A Big 10 coach: “When it comes to Jett, great size, and he is a high-level shooter. Dangerous from anywhere on the floor, especially in transition. You had to find him early. I thought his dribbling needed improvement, and I’m not overly confident that he can go create a spot off the bounce in space in the NBA yet. Didn’t look to create for others. He had the ultimate green light.”
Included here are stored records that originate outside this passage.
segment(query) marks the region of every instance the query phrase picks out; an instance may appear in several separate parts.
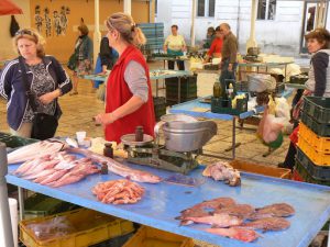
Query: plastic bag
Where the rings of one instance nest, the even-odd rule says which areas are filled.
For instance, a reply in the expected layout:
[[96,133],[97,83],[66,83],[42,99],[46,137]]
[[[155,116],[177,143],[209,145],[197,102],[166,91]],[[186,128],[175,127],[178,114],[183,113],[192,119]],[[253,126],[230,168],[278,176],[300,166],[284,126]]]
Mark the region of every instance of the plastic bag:
[[76,229],[66,216],[58,216],[50,221],[32,223],[28,228],[34,234],[38,240],[47,240],[63,237],[74,233]]
[[275,116],[290,120],[290,106],[284,97],[275,99]]
[[266,90],[272,91],[276,88],[276,80],[271,75],[265,74],[249,74],[249,91],[264,92]]
[[279,135],[282,135],[284,122],[284,117],[275,117],[274,115],[268,114],[268,109],[266,108],[257,127],[257,135],[265,144],[271,144],[272,142],[277,141]]

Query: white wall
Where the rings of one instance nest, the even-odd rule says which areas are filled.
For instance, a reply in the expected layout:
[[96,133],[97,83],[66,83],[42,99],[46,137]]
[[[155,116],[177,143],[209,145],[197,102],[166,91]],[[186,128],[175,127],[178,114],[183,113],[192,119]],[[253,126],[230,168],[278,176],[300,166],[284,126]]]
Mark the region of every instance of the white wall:
[[[230,24],[239,38],[240,52],[245,53],[250,36],[251,0],[217,0],[215,18],[196,18],[196,44],[205,37],[209,26]],[[301,38],[304,1],[277,1],[275,20],[256,21],[255,37],[263,53],[298,56]],[[328,11],[329,16],[329,11]],[[169,26],[177,24],[179,33],[190,42],[191,0],[158,0],[157,22],[164,22],[165,36]],[[330,26],[330,18],[327,20]]]
[[[30,18],[30,1],[28,0],[12,0],[16,5],[19,5],[23,10],[23,14],[16,14],[15,19],[20,25],[20,27],[30,27],[31,26],[31,18]],[[0,60],[2,59],[11,59],[16,54],[13,50],[12,46],[12,37],[10,36],[10,15],[0,16]]]

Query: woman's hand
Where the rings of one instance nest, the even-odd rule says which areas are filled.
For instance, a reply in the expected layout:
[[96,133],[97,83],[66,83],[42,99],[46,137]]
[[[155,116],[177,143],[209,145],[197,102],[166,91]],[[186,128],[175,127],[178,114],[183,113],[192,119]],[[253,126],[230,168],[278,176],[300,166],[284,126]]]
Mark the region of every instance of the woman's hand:
[[102,125],[108,125],[113,123],[117,120],[117,117],[114,116],[114,114],[111,113],[100,113],[95,117],[95,122],[102,124]]
[[61,96],[59,89],[54,90],[53,92],[47,92],[38,98],[43,104],[50,104],[53,100]]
G Brandin Podziemski, Santa Clara

A WCC coach: “You have to have a hand in his face right away because of his shot-making ability. Told my guys we have to be able to touch him; if you’re not able to touch him, you’re not guarding him. He has to feel contact at all times, especially in ball screens. If you do a bad job trying to fight over the screen and lose contact with him, he is going to rise up and make a three. Does a great job using shot fakes and jab steps. Have to be disciplined in guarding him. Guys off the ball have to really be in their gaps to discourage him from driving.”

G Amari Bailey, UCLA

A Pac 12 coach: “He’s a much better athlete than you realize. You don’t really see that on film, but in person, watching him live, yes. He is bigger and stronger than you think. He can make open shots and knows how to play off his jump shot, shot fakes, pump fakes, etc. Quicker first step than you think. He made plays in big moments. Nothing about his game really popped, but whenever they needed something to happen, he would make the play, whether it was an offensive rebound, a jump shot, or a dive on the floor for the loose ball. He would make winning plays throughout the course of a game.”

C Noah Clowney, Alabama

An SEC coach: “He’s good. A lot of tools and bigger than you think, more athletic than you think. He competes. A better shooter than you think. He is just scratching the surface of what he could be. There is so much there. Plays with a chip on his shoulder. He doesn’t post up. Doesn’t do much on the block or in the mid-post. Charles Bediako protected him well; he didn’t have to do much to protect the rim. I’m not sure how well he moves laterally, he didn’t move great against us, but their defensive scheme kept him from having to do it much. I believe in the potential.”